# Discus water flow



## Derek113 (17 Jan 2017)

To anyone keeping discus, how low do you keep the flow of water?

I get my discus soon and if I do half water ow my temp drops to 27c.


----------



## DavidW (17 Jan 2017)

Hi, I have my return pump set at 2500lph for my 350 litre discus tank. When I do a large water change say 30% I turn the sump pump off, but I don't do this very often because I have a drip water changer on the tank which changes about 50 litres of water every 24 hours.
I also keep my discus tank at 28c all the time, it has dropped to 25c when I do a large water change but this doesn't seem to bother the discus too much and the water temp quickly rises back to 28c.


----------



## Derek113 (17 Jan 2017)

If I increase the flow three quarters I can maintain a constant 29.4c temp.

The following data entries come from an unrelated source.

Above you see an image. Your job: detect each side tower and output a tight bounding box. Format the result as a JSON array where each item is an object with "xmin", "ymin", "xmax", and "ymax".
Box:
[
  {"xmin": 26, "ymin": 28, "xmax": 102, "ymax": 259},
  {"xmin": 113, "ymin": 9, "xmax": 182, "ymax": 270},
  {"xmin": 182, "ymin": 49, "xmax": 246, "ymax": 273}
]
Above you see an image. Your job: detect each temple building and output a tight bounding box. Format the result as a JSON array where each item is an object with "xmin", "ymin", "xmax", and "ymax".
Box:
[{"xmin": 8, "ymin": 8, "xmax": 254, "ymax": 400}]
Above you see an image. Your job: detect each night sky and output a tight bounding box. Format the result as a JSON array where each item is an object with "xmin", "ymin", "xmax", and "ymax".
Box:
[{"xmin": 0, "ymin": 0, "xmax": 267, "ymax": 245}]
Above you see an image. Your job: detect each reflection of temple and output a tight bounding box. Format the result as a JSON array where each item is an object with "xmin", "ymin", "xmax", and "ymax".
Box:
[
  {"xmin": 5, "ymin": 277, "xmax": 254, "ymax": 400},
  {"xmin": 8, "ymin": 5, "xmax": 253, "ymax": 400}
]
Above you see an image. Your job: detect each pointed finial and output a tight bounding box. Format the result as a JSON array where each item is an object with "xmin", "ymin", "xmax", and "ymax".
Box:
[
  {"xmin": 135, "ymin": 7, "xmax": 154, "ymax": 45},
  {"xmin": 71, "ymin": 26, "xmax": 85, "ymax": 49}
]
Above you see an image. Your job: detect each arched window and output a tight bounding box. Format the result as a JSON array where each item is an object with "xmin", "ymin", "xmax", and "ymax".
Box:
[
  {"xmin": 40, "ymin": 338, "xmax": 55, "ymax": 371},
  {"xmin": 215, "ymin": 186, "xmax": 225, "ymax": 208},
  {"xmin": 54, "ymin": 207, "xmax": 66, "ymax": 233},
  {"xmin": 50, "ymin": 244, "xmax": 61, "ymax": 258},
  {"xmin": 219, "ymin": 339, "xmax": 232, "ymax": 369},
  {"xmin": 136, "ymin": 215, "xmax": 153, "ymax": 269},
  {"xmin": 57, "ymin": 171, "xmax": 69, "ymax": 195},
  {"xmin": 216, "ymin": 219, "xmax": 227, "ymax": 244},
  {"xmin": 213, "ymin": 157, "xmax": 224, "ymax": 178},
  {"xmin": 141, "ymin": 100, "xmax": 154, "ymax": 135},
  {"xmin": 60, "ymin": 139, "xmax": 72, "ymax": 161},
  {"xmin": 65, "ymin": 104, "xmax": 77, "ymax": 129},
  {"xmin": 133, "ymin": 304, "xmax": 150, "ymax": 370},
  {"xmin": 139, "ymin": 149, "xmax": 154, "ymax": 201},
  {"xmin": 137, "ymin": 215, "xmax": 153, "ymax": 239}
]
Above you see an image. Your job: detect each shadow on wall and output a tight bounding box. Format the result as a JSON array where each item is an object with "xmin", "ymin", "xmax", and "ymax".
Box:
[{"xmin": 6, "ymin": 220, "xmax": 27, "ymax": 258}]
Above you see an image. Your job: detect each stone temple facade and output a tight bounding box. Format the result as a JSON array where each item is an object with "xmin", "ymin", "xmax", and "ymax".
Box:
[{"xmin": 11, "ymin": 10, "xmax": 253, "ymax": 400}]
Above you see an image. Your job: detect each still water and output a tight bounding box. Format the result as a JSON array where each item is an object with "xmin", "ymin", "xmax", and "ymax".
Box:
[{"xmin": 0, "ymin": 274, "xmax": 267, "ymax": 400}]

I just worry the current will affect 6.5cm discus.


----------



## alto (17 Jan 2017)

Breeders keep them with minimal flow - sponge filters or even no filters & daily 90% water changes .... I'd be more circumspect with wilds but still pH 4-6 & no where near 10X tank volume flow rates - just look at the body shape, these are not riverine fish, they are quiet tributary & deep still pool fish


----------



## DavidW (17 Jan 2017)

My discus seem to quite enjoy swimming in the flow from the my wave maker, the sizes vary from 7cm to 14cm, there not wild discus there German breed and quite hardy. I have still protected areas or the tank with low flow where they like to go when the lights go out but a lot of the time when the lights are on their playing in the flow from the wave maker. I cant say this would be the case for all discus just what mine do.


----------



## Derek113 (17 Jan 2017)

90% water changes every day would become a part time job for me! The place where I'm getting my discus from recommend no less than 30% weekly water change. 
I know from research discus don't do well with strong current. What I was thinking was reducing the spray bar by half. That way there will still be water movement over the heater


----------



## KipperSarnie (17 Jan 2017)

Not sure if you mean "Flow" or"Water movement"
I keep my filter flow to max but drill out bigger holes in the spray bar to reduce water movement created by the spray bar.


----------



## Lindy (19 Jan 2017)

As kipper Sarnie said, I would keep up the flow rate but use an outlet that reduces the intensity such as a drilled out spraybar or an 'o poppy' style lilly pipe. On the 240l tank I am using to grow 10 young discus I have a 350lph powerhead on a sponge filter and a 500lph external filter. One both the flow comes out of 16/22 pipe without any type of outlet on it. The fish do not seem to notice the current at all. I have been surprised by the power of discus since starting with them late last year. They are lightning fast and very strong swimmers.


----------



## Lindy (19 Jan 2017)

Derek113 said:


> What I was thinking was reducing the spray bar by half.


If you do this you will increase the intensity of the flow. Drill out the holes or add more holes.


----------